Liczba postów: 6 881
Liczba wątków: 156
Dołączył: 04.06.2010
Reputacja:
26
Panowie, spuszczacie się za przeproszeniem. Nieważne jak się pisze, ważne żeby było jasne. Tak samo pisze się T26, żeby odróżnić linię tramwajową od autobusu nr 26. Oczywiście, możemy być bardziej pro i pisać Id-12-8. Wtedy dopiero będzie profesjonalnie, pro i laski będą stringi przez głowę ściągać... Tak w ogóle stosując analogię do dróg: nikt mi nigdy nie mówił "jedź drogą 44" tylko zawsze "jedź na w Tychach na Gliwice".

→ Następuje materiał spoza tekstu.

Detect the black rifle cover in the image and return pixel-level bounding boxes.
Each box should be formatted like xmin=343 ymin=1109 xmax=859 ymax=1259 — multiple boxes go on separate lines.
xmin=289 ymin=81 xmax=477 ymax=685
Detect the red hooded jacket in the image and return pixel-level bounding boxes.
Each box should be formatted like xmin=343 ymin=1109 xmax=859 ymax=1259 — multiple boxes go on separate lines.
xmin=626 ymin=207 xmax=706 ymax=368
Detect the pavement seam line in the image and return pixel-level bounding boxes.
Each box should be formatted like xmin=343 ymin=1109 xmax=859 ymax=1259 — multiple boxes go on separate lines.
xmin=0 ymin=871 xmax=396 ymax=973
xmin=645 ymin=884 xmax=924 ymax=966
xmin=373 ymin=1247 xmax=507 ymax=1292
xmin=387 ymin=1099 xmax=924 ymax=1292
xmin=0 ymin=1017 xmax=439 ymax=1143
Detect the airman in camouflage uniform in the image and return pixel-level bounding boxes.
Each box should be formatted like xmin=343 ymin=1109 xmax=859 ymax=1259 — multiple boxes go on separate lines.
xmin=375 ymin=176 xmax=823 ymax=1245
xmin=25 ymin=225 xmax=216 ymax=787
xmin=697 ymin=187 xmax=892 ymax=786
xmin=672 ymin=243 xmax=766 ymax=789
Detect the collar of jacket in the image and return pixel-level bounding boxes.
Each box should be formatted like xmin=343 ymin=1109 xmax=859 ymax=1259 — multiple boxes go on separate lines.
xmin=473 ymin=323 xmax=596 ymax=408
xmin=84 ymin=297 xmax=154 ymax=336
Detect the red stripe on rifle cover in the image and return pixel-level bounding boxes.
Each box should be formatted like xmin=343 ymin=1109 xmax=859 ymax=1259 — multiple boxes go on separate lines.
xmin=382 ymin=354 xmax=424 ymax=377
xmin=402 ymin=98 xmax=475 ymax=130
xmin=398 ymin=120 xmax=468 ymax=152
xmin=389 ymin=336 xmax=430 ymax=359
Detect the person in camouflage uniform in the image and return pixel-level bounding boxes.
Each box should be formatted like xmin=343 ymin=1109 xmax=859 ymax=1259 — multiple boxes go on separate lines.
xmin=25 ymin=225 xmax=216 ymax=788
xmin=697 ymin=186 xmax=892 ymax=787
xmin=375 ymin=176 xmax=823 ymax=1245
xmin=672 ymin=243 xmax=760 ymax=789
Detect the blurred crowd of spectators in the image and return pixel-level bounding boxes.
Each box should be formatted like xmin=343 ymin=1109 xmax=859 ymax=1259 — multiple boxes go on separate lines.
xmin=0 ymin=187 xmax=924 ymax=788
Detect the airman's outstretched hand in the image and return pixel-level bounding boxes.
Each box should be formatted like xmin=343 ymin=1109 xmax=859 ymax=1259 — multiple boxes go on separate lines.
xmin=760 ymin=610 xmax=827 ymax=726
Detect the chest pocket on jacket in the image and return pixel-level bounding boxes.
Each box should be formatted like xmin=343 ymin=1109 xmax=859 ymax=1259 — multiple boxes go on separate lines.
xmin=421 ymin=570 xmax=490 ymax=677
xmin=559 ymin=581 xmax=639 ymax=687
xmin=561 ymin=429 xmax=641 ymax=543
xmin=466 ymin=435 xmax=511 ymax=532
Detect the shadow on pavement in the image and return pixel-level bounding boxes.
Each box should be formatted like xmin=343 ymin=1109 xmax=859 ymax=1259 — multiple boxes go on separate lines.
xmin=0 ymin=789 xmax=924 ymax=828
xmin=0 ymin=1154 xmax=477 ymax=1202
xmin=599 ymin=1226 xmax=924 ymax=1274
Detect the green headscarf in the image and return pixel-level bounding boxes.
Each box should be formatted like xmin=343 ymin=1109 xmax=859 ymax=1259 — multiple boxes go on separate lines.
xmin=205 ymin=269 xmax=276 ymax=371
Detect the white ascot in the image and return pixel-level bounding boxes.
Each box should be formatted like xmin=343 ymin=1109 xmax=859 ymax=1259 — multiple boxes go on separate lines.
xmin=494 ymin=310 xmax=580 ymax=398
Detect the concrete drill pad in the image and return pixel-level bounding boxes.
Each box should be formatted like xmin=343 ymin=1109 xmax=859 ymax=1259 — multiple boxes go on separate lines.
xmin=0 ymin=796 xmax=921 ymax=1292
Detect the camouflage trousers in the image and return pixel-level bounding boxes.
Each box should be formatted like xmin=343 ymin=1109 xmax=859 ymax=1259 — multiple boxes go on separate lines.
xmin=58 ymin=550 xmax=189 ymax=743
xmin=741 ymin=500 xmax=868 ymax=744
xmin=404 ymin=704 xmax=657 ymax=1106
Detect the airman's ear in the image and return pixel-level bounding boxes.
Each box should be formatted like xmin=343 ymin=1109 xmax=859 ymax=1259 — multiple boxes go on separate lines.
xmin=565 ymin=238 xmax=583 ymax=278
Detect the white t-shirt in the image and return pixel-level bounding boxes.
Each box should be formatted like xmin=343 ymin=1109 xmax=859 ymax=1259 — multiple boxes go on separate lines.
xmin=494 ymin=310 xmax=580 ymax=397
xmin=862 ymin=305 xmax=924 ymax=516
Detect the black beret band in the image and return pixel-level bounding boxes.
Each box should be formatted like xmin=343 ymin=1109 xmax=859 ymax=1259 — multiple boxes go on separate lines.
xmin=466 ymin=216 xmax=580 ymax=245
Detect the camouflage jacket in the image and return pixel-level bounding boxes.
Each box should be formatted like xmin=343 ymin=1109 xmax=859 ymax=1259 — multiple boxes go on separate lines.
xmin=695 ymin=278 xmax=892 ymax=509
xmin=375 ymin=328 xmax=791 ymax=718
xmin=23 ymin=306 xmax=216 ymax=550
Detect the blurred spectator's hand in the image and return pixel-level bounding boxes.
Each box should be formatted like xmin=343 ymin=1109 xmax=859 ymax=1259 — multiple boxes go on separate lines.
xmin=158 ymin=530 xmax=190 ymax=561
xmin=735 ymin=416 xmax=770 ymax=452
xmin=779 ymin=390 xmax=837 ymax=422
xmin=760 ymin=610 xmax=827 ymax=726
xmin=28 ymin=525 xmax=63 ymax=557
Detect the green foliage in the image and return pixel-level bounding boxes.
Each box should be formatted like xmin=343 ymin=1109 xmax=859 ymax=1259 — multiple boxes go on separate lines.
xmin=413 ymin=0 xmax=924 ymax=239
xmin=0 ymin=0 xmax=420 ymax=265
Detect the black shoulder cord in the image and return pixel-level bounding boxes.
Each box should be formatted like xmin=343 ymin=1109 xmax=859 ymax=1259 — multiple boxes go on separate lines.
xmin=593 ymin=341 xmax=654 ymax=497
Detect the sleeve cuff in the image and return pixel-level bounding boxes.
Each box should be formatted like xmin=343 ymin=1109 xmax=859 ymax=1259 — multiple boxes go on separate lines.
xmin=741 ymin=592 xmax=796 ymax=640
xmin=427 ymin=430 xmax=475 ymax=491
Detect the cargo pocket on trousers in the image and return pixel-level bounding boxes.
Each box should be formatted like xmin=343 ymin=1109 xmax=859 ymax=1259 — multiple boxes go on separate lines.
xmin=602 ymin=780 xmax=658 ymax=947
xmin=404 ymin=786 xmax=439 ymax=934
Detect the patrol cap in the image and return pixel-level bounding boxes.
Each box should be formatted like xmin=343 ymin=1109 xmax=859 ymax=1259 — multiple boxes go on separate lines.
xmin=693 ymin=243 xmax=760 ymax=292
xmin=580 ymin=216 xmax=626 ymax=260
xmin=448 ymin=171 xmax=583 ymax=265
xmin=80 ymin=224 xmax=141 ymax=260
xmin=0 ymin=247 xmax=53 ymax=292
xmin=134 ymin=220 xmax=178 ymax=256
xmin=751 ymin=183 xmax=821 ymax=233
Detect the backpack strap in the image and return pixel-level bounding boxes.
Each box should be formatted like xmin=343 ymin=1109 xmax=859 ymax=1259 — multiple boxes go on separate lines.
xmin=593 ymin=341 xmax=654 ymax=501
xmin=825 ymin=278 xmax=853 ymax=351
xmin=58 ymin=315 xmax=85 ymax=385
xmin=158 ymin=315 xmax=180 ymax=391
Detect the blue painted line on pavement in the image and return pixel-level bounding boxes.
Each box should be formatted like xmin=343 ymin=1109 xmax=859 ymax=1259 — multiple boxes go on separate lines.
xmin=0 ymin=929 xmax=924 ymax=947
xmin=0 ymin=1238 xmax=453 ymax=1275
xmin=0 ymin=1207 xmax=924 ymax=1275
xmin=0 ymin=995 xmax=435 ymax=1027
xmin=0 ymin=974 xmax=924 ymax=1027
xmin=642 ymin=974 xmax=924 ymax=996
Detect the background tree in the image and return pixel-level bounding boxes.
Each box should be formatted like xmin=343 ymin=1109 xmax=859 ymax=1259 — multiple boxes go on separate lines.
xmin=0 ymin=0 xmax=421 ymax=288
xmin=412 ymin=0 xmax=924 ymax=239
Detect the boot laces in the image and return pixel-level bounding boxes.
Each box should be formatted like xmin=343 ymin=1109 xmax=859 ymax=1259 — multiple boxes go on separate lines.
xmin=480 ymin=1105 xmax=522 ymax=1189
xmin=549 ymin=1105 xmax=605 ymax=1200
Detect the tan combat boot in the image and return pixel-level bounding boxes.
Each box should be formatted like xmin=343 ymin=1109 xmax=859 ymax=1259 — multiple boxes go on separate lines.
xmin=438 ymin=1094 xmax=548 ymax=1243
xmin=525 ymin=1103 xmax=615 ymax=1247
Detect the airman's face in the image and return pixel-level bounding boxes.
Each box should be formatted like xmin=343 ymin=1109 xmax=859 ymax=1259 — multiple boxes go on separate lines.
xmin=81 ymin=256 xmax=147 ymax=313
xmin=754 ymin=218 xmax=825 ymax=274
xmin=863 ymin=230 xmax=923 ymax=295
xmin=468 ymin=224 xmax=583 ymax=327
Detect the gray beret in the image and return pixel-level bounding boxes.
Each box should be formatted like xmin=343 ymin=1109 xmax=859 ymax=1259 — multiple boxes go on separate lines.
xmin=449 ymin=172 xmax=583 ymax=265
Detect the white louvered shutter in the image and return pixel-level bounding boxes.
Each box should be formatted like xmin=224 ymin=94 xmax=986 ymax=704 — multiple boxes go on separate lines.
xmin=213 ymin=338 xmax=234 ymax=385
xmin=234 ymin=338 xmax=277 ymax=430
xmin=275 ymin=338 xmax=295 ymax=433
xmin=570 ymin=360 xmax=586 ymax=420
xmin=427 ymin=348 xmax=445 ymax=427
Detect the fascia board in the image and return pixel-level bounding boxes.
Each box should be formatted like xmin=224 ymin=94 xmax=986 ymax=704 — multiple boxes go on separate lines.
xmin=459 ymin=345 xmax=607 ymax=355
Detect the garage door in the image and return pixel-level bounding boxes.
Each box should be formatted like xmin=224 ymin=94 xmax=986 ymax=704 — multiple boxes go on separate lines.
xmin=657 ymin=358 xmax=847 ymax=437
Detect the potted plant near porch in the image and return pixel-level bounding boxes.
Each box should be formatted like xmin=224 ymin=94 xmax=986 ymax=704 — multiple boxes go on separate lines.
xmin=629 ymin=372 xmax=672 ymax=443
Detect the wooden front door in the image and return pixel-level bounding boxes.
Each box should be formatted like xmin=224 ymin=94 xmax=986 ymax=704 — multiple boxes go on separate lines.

Po pierwsze, wolę pić wódkę niż pisać wiersze.
PL-KSL
Liczba postów: 146
Liczba wątków: 23
Dołączył: 28.02.2011
Reputacja:
0
Votum separatum co do dróg - zawodowi kierowcy często operują numerami dróg, zarówno polskich jak i w innych krajach. Amatorzy teraz rzeczywiście rzadko używają numerów (kiedyś częściej).
Pozwolę sobie przypomnieć dowcip z lat 1980-ych: Milicjant otrzymał komunikat przez radio, zamiótł podłogę w w pokoju na komisariacie, rozebrał się i wyszedł.
Pytanie: Jak brzmiał komunikat?
Odpowiedź: Zamieć i gołoledź na E22.
(tytułem wyjaśnienia: E22 to dawny numer obecnej trasy europejskiej E40, czyli na obszarze Polski to jest droga krajowa nr 4).
Romek_L
Liczba postów: 6 881
Liczba wątków: 156
Dołączył: 04.06.2010
Reputacja:
26
RomekL napisał(a):Votum separatum co do dróg - zawodowi kierowcy często operują numerami dróg
Tak samo jak w kolejowych dokumentach są numery linii. Ale raczej mówi się "Na Katowice, na Szczakową, na Oświęcim", nie numerami.
Cytat:Amatorzy teraz rzeczywiście rzadko używają numerów (kiedyś częściej).
Te, którymi się jeździ to się zna. Reszty niekoniecznie.
Po pierwsze, wolę pić wódkę niż pisać wiersze.